The good news is the market has responded. A new generation of purpose-built tools has emerged alongside meaningful AI-aware upgrades to the platforms you already own. The harder truth is there's no single product that covers all of it. At NXGN, we've spent the last year evaluating this space alongside our clients, and what's become clear is that "securing AI" isn't one problem, it's three. Each requires different tools, different buyers, and a different level of urgency.
Here's how we think about it, and what we're recommending.
The Three Problems
1. Securing AI and LLMs: An Advanced DLP Problem
This is the most immediate challenge for most organizations, and the one most commonly underestimated.

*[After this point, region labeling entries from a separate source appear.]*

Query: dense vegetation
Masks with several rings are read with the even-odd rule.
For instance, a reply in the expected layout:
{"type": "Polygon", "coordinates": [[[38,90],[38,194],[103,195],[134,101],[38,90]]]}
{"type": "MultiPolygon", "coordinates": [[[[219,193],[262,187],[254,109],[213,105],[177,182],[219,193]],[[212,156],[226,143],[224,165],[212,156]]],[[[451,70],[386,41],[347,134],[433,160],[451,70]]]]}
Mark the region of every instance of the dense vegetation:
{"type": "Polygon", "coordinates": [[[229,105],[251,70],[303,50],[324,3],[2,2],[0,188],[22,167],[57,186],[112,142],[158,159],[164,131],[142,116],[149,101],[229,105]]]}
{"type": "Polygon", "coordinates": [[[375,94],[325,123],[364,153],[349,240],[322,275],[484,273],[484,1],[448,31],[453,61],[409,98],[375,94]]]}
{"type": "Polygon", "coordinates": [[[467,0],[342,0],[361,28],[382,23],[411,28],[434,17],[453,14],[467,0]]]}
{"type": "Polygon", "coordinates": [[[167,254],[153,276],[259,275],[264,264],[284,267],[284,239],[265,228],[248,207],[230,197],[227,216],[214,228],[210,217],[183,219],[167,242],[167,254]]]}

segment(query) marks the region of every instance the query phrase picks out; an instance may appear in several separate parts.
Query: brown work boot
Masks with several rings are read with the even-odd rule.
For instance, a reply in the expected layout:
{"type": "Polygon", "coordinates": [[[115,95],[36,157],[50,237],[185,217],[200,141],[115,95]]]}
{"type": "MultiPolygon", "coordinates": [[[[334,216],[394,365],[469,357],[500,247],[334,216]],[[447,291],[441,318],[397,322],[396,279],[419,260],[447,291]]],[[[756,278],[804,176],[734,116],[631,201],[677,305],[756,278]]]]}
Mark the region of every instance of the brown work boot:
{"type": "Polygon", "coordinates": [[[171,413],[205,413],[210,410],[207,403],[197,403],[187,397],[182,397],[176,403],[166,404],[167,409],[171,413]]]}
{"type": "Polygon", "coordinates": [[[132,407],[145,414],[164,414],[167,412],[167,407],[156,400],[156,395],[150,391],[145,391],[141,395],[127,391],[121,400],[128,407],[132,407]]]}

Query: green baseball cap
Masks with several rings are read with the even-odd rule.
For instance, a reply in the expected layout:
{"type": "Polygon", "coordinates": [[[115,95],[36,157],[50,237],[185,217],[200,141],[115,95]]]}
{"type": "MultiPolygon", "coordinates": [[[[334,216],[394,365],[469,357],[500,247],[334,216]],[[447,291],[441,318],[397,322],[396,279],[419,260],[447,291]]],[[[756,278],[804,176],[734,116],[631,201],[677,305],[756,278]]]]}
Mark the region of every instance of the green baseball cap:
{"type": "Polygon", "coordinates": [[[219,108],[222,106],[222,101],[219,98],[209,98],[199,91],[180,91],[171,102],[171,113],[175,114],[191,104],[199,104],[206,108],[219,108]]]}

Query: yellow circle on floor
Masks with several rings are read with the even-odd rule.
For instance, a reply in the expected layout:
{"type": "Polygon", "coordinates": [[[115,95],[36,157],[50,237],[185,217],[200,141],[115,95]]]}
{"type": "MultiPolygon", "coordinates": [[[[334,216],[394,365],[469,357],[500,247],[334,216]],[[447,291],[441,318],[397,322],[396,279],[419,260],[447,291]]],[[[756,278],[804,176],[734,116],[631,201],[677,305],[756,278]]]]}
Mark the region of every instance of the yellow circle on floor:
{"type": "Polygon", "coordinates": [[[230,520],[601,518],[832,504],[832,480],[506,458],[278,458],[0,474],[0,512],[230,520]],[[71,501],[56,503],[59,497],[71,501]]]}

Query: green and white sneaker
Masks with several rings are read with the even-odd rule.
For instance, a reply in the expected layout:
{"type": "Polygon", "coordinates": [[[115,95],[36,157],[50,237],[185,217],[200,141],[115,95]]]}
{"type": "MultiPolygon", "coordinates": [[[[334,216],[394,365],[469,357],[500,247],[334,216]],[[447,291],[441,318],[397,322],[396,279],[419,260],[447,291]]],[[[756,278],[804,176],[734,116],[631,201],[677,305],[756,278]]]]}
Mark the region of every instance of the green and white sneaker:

When employees interact with AI tools, whether that's ChatGPT, Microsoft Copilot, Google Gemini, or any number of AI-powered SaaS applications — they're often pasting in sensitive data: customer PII, financial records, source code, legal documents, internal strategies. That data is leaving your environment in plain conversational language, flowing over HTTPS to a cloud-hosted model, and your traditional DLP tools almost certainly aren't catching it.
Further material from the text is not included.